Background: Publication and related bias in meta-analysis is often examined by checking for asymmetry in funnel plots of the treatment effect against its standard error. Formal statistical tests of funnel plot asymmetry have been previously proposed (Begg & Mazumdar, Biometrics 1994, Egger et al, BMJ 1997). However, when applied to binary outcome data these tests can give false-positive rates that are higher than the nominal level in some situations (large treatment effects, or few events per trial, or all trials of similar sizes). A suggested alternative (Macaskill et al, Statistics in Medicine 2001) may have a lower false-positive rate but at the expense of lower power.
1. To develop a modified linear regression test that has well-controlled false-positive rate in a wider range of situations than the test first proposed by Egger et al., while retaining reasonable power.
2. To assess its statistical properties in meta-analyses typical of controlled clinical trials, including between-study heterogeneity
3. To compare its properties to those of existing tests.
Methods: We suggest a modified version of Egger's linear regression test based on the efficient score and its variance (Fisher's information).
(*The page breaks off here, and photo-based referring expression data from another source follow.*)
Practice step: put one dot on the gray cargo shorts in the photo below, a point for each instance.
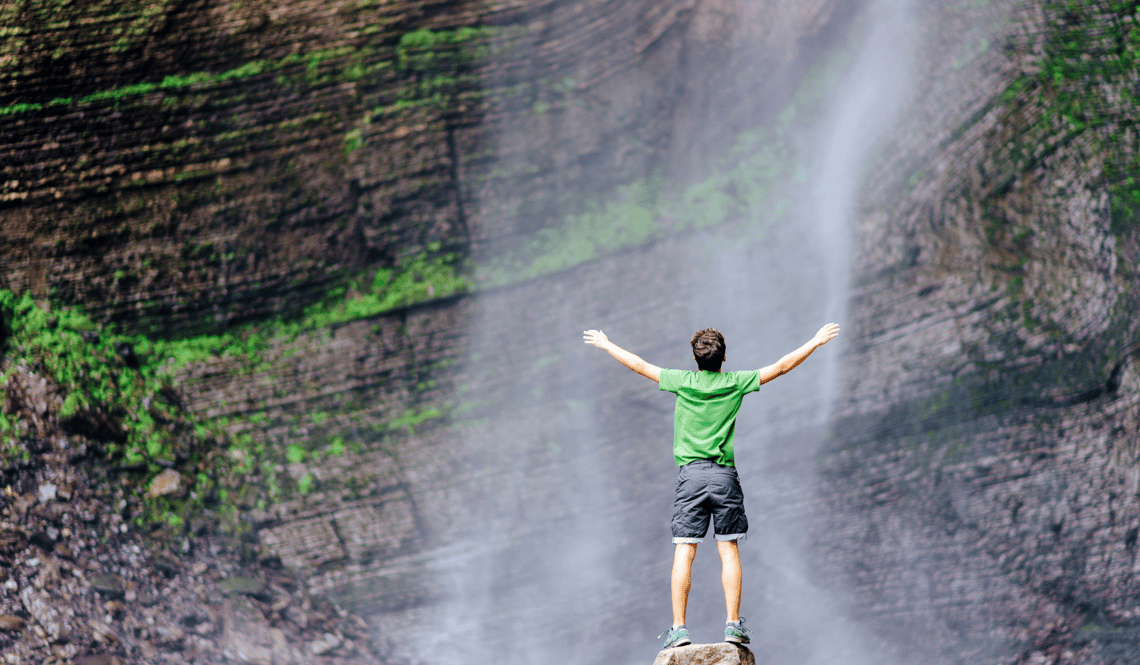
(707, 489)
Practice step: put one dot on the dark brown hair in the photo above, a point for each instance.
(708, 349)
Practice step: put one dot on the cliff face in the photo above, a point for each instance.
(180, 169)
(991, 405)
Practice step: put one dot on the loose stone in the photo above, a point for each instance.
(10, 623)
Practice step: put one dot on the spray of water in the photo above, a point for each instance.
(559, 548)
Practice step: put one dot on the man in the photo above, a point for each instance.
(705, 420)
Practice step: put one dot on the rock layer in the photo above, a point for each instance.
(723, 654)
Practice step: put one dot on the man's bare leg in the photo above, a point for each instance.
(730, 576)
(682, 580)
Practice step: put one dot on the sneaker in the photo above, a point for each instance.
(737, 633)
(676, 637)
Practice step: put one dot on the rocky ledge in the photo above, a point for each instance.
(723, 654)
(81, 584)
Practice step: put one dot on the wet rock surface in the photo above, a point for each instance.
(722, 654)
(80, 586)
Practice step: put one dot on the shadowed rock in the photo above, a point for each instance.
(723, 654)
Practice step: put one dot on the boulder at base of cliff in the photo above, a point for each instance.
(723, 654)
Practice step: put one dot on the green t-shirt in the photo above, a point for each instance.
(705, 419)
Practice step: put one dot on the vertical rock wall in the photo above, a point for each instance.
(984, 487)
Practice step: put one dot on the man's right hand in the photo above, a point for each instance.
(827, 333)
(595, 337)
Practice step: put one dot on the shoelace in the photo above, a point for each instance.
(670, 629)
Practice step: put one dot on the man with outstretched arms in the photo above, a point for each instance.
(705, 421)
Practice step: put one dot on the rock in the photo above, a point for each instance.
(107, 584)
(11, 541)
(103, 633)
(169, 635)
(10, 623)
(282, 653)
(244, 585)
(298, 616)
(47, 492)
(328, 641)
(168, 483)
(246, 637)
(45, 613)
(723, 654)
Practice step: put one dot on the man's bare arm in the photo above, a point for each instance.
(788, 363)
(599, 339)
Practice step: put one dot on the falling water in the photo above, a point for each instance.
(559, 550)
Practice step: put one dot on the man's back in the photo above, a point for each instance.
(705, 415)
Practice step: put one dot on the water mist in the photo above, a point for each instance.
(560, 549)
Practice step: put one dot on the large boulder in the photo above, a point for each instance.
(723, 654)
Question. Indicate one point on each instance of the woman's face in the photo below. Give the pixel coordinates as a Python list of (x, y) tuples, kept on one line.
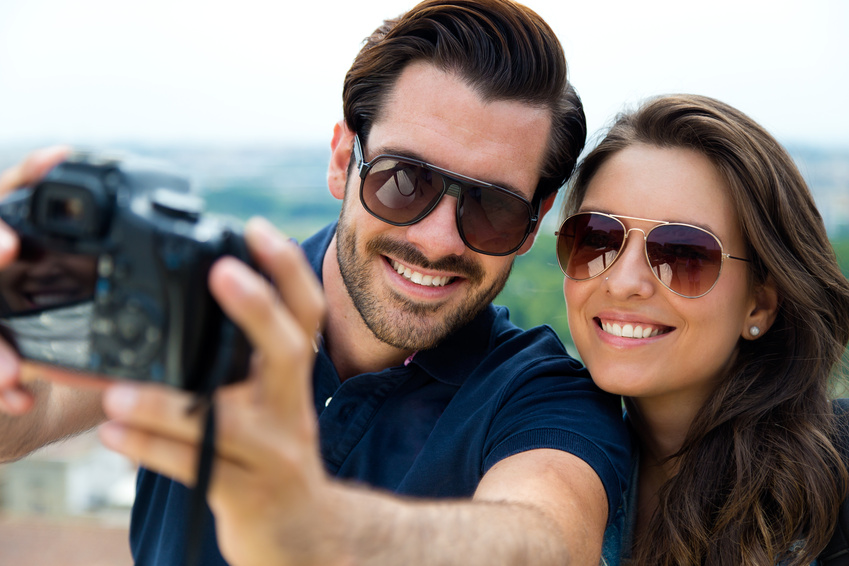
[(696, 338)]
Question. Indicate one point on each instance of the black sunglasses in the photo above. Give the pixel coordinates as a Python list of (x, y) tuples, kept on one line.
[(686, 259), (401, 191)]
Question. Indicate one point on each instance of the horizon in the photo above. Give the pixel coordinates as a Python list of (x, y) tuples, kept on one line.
[(186, 72)]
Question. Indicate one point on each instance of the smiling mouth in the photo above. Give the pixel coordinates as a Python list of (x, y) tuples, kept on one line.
[(419, 278), (636, 331)]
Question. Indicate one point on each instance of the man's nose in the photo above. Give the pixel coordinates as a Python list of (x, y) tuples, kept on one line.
[(437, 235)]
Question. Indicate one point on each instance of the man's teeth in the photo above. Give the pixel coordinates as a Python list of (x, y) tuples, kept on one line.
[(416, 277), (629, 330)]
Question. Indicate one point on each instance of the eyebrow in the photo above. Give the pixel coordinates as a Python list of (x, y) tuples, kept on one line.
[(697, 224), (408, 154)]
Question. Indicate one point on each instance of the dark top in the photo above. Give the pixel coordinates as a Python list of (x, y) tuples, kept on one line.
[(431, 427)]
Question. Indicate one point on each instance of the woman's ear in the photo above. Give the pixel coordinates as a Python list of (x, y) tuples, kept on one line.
[(765, 303), (340, 157)]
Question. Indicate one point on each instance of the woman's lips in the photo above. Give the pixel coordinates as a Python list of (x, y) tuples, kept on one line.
[(632, 329)]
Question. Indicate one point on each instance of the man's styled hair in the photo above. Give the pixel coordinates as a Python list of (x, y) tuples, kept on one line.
[(503, 50)]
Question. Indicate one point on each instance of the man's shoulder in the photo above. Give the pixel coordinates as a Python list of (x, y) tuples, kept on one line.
[(315, 247), (536, 342)]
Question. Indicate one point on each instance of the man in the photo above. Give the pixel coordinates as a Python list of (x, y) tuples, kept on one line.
[(494, 443)]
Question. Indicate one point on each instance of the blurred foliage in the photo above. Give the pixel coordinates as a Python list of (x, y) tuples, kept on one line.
[(534, 292)]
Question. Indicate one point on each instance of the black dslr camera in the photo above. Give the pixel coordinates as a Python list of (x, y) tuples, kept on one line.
[(112, 274)]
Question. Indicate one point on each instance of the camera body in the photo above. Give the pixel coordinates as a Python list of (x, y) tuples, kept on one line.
[(150, 248)]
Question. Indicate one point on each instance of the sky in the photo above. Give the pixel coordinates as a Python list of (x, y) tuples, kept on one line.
[(261, 71)]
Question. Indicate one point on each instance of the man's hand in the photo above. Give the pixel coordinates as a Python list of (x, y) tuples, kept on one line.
[(15, 399), (267, 475), (273, 501)]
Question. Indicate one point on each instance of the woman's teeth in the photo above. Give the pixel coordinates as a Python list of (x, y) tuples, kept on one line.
[(416, 277), (630, 330)]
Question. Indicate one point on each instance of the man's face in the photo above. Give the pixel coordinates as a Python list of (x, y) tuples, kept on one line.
[(414, 285)]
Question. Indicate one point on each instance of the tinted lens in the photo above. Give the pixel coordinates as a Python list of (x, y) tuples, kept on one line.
[(587, 244), (684, 258), (400, 192), (493, 221)]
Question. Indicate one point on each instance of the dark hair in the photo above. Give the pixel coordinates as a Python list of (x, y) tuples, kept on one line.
[(503, 50), (759, 478)]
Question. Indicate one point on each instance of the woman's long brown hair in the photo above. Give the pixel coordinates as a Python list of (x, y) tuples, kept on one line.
[(759, 480)]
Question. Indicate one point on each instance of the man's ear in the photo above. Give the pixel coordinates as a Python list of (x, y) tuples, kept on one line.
[(764, 309), (544, 207), (340, 157)]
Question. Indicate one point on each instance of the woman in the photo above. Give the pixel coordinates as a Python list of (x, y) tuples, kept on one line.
[(702, 287)]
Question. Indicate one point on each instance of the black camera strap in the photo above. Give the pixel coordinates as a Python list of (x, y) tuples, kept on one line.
[(205, 402)]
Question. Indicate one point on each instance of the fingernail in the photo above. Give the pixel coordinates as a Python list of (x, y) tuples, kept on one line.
[(7, 238), (120, 399)]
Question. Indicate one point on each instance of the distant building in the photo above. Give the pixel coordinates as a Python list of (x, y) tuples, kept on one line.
[(76, 477)]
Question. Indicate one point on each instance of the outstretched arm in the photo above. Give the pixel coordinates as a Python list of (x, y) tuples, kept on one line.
[(273, 501)]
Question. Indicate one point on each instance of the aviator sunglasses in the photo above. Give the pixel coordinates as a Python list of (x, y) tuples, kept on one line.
[(686, 259), (401, 191)]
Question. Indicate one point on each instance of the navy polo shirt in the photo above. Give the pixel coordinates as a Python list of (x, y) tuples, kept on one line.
[(431, 427)]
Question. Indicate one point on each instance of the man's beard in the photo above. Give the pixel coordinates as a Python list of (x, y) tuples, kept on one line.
[(397, 321)]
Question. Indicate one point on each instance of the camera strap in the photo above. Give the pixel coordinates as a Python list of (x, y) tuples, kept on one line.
[(205, 402)]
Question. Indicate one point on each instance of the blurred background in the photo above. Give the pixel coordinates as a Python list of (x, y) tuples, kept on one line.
[(243, 97)]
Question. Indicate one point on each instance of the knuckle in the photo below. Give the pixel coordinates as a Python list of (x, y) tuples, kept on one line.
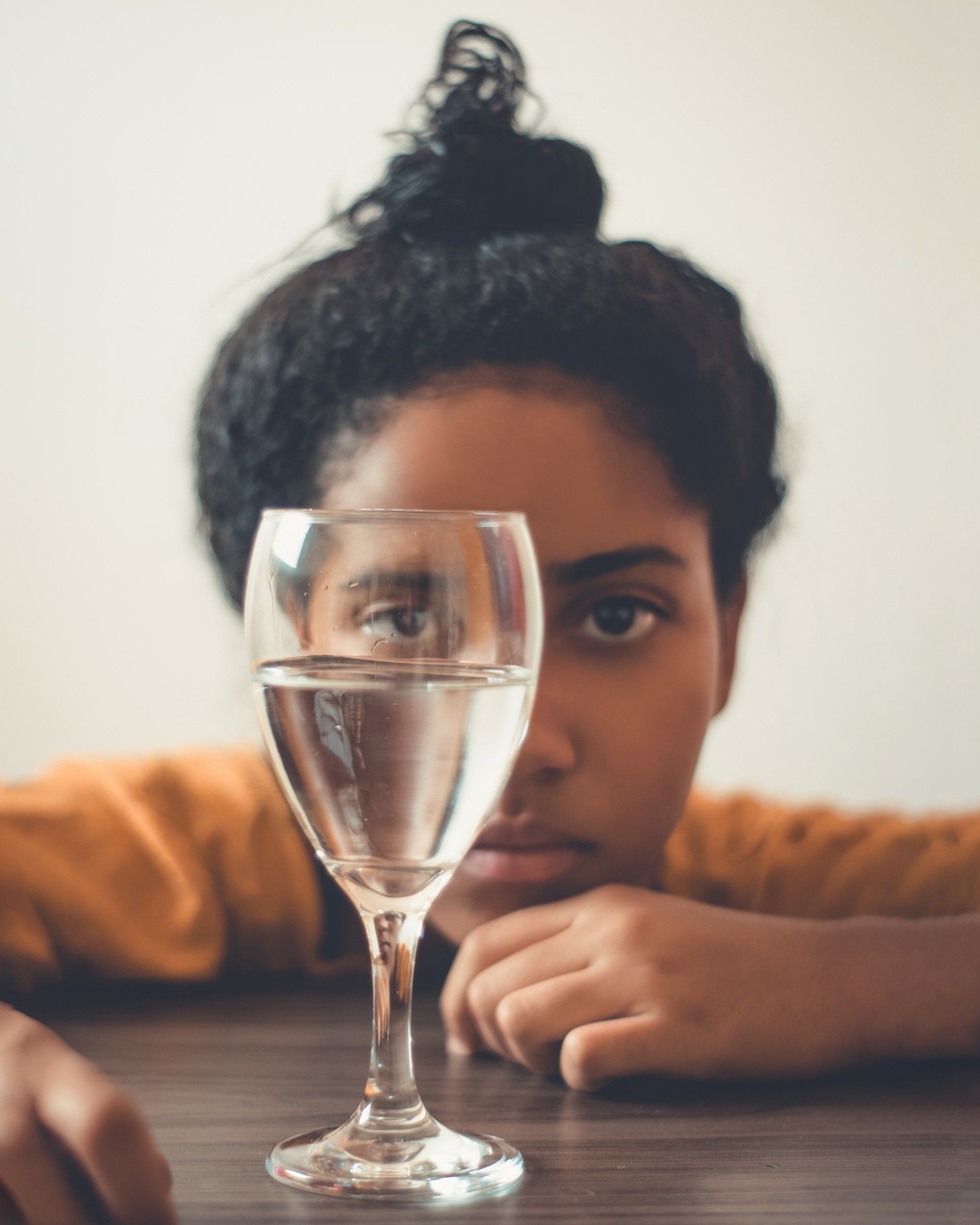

The performance of this test is compared to the other proposed tests in simulation analyses based on the characteristics of published controlled trials, including varying degrees of between-study heterogeneity.
Results: When there is little or no between-trial heterogeneity, the modified test has a false-positive rate close to the nominal level while maintaining similar power to the linear regression test. When the degree of between-trial heterogeneity is large (between-study variance in log-odds ratio greater than around 0.04), none of the tests has uniformly good properties. The power of all tests is low unless the number of studies is large.
Conclusions: The modified test shows good properties in a wider range of circumstances than existing tests of small-study effects in meta-analyses of controlled trials with binary endpoints. However, none of the tests should be used on studies with binary endpoints when there is a moderate or large amount of between-study heterogeneity in treatment effects.